The Concord City Council will likely select a final plan next month for the bridge. Roberge said other options include constructing a two-lane bridge next to the existing bridge while maintaining it as a pedestrian crossing, or moving forward with a 2006 plan to rehabilitate the bridge and build a second one-way bridge alongside it.

Members of the Heritage Commission yesterday declined to vote on a preferred plan, but did not express strong opposition to the recommendation.

“It seems like given the realities of this one, nobody’s going to get in the way of what has to happen here, but we would like to have a voice in how that may happen,” said Phil Donovan, the commission’s chairman.

Roberge told the Heritage Commission that since August’s city council vote, a new review focused on the bridge’s historical aspects.

If the bridge were rehabilitated, “repairs to the trusses may be so extensive or intrusive that the historic integrity of the bridge is lost,” according to the review by Historic Documentation Company Inc. of Portsmouth, R.I.

Roberge said a plan for the bridge must address three issues: safety, stability, and the city’s long-term development plans that could bring increased traffic to Sewalls Falls Road.

The Sewalls Falls Bridge is “non-redundant,” Roberge said; if just one critical element breaks due to age, disrepair or a car accident, the entire structure could collapse into the Merrimack River. Modern bridges are built with more stability, he said.

Even maintaining the structure as a pedestrian walkway would require significant repairs, he said.

“We’re talking about . . . hundreds of thousands of dollars to keep that maintained as a pedestrian bridge,” he said.

The state Department of Transportation’s capital plan includes nearly $15.2 million for the project in 2014 and 2015.

Rehabilitating the bridge would cost more than planned, Roberge said, and maintenance costs would continue to mount. 

“While the reports indicate that the bridge can practically be renovated or rehabilitated, it doesn’t really address the structural concerns . . . how do we bring this bridge up to date and then maintain it, and then compare that not only to the additional capital cost, but also the long-term maintenance costs of the bridge?” he said.

Replacing the bridge is the least expensive option, Roberge said, and would have a smaller environmental impact than the other two alternatives. Building a bridge next to the existing structure would impact a residential property, the Monitor’s property and wooded land belonging to the federal government’s Land Conservation Investment Program.

If the bridge is removed, the state would require documentation of its history, Roberge said. He added that the city would likely find additional ways to remind residents about the historic Sewalls Falls Bridge.

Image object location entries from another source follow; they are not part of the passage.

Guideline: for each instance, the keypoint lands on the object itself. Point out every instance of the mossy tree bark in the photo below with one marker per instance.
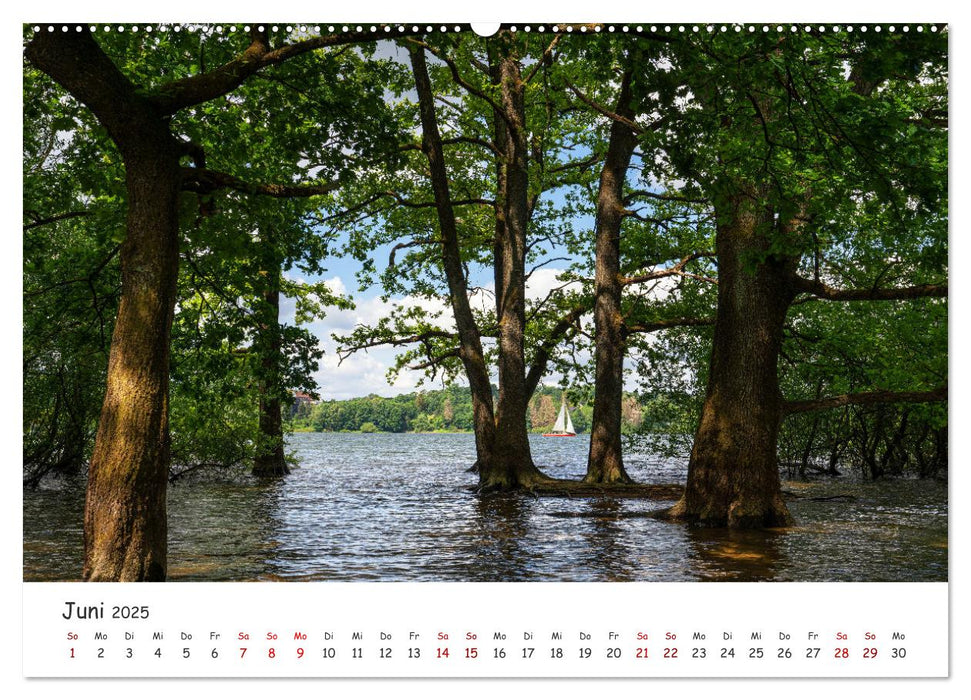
(125, 515)
(605, 462)
(733, 476)
(270, 460)
(512, 466)
(470, 342)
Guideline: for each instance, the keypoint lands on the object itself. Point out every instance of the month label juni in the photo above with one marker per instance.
(492, 629)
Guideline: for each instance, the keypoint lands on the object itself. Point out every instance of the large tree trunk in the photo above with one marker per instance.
(125, 516)
(270, 459)
(605, 462)
(513, 464)
(470, 343)
(733, 476)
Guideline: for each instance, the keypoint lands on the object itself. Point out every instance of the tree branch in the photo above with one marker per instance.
(650, 327)
(205, 181)
(824, 291)
(865, 399)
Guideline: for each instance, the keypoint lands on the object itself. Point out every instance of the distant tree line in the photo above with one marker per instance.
(444, 410)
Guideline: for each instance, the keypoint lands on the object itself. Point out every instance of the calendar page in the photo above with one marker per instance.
(375, 343)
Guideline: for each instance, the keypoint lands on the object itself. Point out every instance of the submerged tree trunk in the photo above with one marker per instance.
(125, 515)
(733, 476)
(470, 343)
(270, 459)
(513, 464)
(605, 462)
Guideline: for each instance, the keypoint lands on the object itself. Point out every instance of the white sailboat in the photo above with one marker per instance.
(564, 424)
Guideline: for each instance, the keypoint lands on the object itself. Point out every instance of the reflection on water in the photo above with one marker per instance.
(400, 507)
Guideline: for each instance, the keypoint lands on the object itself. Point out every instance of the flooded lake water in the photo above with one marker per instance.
(399, 507)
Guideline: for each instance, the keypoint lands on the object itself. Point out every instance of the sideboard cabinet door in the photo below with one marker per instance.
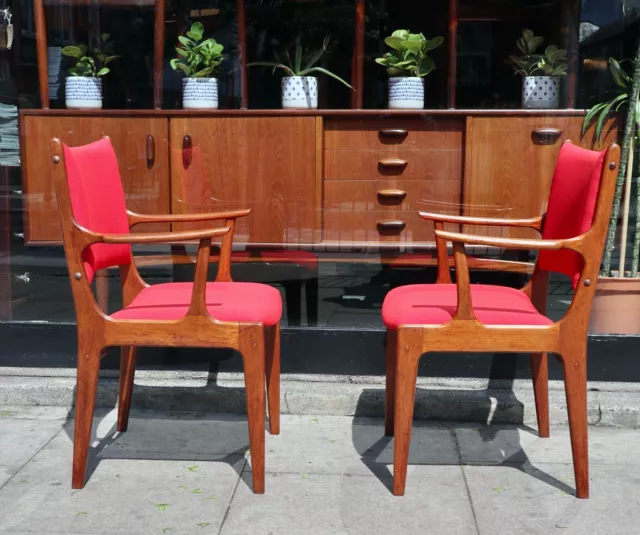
(140, 144)
(267, 164)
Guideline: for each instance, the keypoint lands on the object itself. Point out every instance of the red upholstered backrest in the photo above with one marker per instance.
(97, 201)
(572, 204)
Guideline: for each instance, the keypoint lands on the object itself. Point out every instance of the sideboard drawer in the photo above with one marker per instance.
(393, 133)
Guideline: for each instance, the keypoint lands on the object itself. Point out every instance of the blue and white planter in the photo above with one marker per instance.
(200, 93)
(541, 92)
(300, 92)
(83, 93)
(406, 92)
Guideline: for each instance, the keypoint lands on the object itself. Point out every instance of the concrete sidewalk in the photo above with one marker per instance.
(188, 473)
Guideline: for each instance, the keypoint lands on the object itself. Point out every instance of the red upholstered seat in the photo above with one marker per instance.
(226, 301)
(435, 304)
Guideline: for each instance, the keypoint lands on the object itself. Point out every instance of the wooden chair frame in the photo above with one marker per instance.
(566, 338)
(258, 345)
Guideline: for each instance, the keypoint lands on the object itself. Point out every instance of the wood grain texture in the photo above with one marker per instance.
(508, 166)
(353, 208)
(263, 163)
(146, 187)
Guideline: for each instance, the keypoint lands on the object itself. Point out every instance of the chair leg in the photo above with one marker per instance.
(127, 372)
(252, 350)
(408, 352)
(272, 350)
(540, 374)
(389, 395)
(86, 386)
(575, 380)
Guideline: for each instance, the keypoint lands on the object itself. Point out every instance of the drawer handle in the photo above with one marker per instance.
(393, 132)
(546, 136)
(394, 163)
(187, 151)
(394, 196)
(151, 150)
(391, 225)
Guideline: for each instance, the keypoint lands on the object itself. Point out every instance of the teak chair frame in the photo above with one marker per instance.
(566, 338)
(258, 345)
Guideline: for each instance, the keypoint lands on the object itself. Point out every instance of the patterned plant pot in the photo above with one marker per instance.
(83, 93)
(300, 92)
(541, 92)
(200, 93)
(406, 92)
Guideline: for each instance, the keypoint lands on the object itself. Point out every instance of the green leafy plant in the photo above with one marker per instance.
(553, 62)
(91, 64)
(197, 58)
(409, 54)
(303, 63)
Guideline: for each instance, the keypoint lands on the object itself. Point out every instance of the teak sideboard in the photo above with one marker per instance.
(342, 179)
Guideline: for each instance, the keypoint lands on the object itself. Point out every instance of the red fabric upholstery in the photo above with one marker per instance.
(226, 301)
(572, 203)
(97, 201)
(435, 304)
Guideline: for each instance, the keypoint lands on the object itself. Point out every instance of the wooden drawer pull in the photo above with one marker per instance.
(395, 163)
(151, 150)
(392, 194)
(546, 136)
(395, 225)
(187, 151)
(393, 132)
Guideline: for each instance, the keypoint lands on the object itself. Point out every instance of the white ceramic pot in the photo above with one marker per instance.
(200, 93)
(406, 92)
(300, 92)
(83, 93)
(541, 92)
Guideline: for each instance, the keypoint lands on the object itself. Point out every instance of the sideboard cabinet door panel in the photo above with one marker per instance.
(141, 147)
(267, 164)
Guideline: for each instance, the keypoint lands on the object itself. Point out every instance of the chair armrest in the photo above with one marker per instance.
(534, 222)
(136, 219)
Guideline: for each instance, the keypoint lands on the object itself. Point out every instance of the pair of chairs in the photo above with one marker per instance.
(245, 316)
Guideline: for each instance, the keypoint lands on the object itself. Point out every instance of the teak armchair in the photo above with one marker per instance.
(241, 316)
(450, 317)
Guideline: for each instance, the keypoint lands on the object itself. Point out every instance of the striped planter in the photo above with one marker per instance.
(83, 93)
(200, 93)
(406, 92)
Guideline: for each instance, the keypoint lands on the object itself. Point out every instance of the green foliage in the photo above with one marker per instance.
(409, 54)
(623, 81)
(301, 63)
(553, 62)
(91, 64)
(197, 58)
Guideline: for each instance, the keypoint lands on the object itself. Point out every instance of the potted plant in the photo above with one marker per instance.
(299, 90)
(616, 305)
(407, 64)
(541, 72)
(83, 86)
(198, 60)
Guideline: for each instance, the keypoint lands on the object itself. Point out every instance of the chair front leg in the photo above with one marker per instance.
(272, 350)
(252, 349)
(86, 386)
(390, 390)
(575, 381)
(540, 374)
(408, 352)
(127, 372)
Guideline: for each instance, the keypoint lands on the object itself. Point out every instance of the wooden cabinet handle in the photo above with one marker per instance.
(393, 132)
(392, 162)
(396, 195)
(187, 151)
(394, 225)
(151, 150)
(546, 136)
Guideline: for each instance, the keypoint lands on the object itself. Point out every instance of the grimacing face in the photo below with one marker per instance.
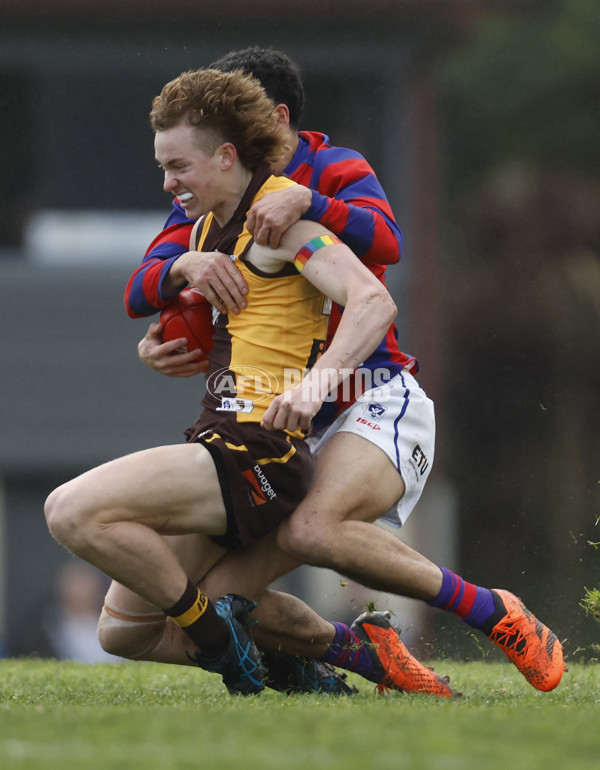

Heritage Commission member Carol Brooks asked whether parts of the existing bridge could be used as a pedestrian walkway in another location along the Merrimack River.

“It’s really difficult to find that specific of an application for its use,” Roberge said, but added that the city could develop creative reuses such as turning the bridge’s granite center into a fishing platform.

Heritage Commission members expressed concern yesterday about the aesthetics of a new bridge. Modern highway bridges are practical, but “they’re just functional structures and that’s it,” Fred Richards said. 

Brooks suggested that a new bridge could incorporate pieces of the current bridge, to “give a nod” to its history.

Roberge assured the commission that if the city council chooses to replace the bridge, the city can design an attractive new structure.

“I would recommend getting it out of there and replacing it with something that 100 years from now will be looked at the same way we look at this bridge,” said Donovan, the commission’s chairman.

City officials will hold a meeting Jan. 23 for residents to learn and share their thoughts about the bridge, Roberge said, with a city council vote planned for Feb. 11.